ZOBACZ WIDEO: Piłka nożna. Tomaszewski zachwycony nagrodami Lewandowskiego. "To jeden z najszczęśliwszych dni polskiego futbolu"
Sędziowie sprawdzili, czy siatki nie są dziurawe, czy nasiąknięte wodą boisko nadaje się do grania, ale były też oczywiście mniej typowe sceny. Piłkarze przechadzali się po stadionie z telefonami, radośnie rozmawiali ze sobą, a na stadionie grała muzyka. Z czasem sytuacja stała się odrobinę nużąca, a i operatorzy kamer oraz fotoreporterzy nie mieli już nic nowego do dokumentowania.
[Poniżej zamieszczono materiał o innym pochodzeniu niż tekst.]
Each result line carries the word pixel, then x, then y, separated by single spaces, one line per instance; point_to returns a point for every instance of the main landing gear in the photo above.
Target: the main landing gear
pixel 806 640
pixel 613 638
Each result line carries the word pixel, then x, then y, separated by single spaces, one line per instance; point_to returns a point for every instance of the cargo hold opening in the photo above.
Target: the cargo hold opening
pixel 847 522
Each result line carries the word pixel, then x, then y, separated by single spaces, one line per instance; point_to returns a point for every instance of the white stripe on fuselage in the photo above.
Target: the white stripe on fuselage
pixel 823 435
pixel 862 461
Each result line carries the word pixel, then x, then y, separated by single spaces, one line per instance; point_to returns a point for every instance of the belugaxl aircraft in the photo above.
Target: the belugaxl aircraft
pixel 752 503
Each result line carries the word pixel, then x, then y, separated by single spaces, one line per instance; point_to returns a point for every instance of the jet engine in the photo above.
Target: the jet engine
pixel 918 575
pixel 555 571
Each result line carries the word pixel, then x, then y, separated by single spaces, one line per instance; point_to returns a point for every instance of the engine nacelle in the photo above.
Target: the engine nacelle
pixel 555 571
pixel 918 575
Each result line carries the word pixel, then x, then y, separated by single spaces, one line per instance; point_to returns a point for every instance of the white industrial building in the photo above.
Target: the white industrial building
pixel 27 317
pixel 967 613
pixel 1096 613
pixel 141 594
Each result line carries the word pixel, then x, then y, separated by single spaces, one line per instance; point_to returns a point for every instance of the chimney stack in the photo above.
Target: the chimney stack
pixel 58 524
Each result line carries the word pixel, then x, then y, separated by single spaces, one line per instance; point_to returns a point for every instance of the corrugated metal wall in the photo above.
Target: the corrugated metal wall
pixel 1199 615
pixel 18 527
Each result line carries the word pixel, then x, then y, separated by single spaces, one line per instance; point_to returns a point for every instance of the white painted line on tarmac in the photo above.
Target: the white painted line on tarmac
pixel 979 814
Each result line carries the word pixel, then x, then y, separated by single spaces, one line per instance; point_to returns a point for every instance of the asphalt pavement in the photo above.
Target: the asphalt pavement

Piłkarze schowali się do szatni.
Bianconeri mogli rozjechać się do domów po 21:30. O tej godzinie sędzia oficjalnie zakończył oczekiwanie na przyjazd zespołu gości.
Decyzja, czy Juventusowi zostanie przyznany walkower, czy zostanie wyznaczony inny termin hitu, należy do Serie A. Czasu na zastanowienie się jest sporo, ponieważ rozpoczyna się przerwa reprezentacyjna.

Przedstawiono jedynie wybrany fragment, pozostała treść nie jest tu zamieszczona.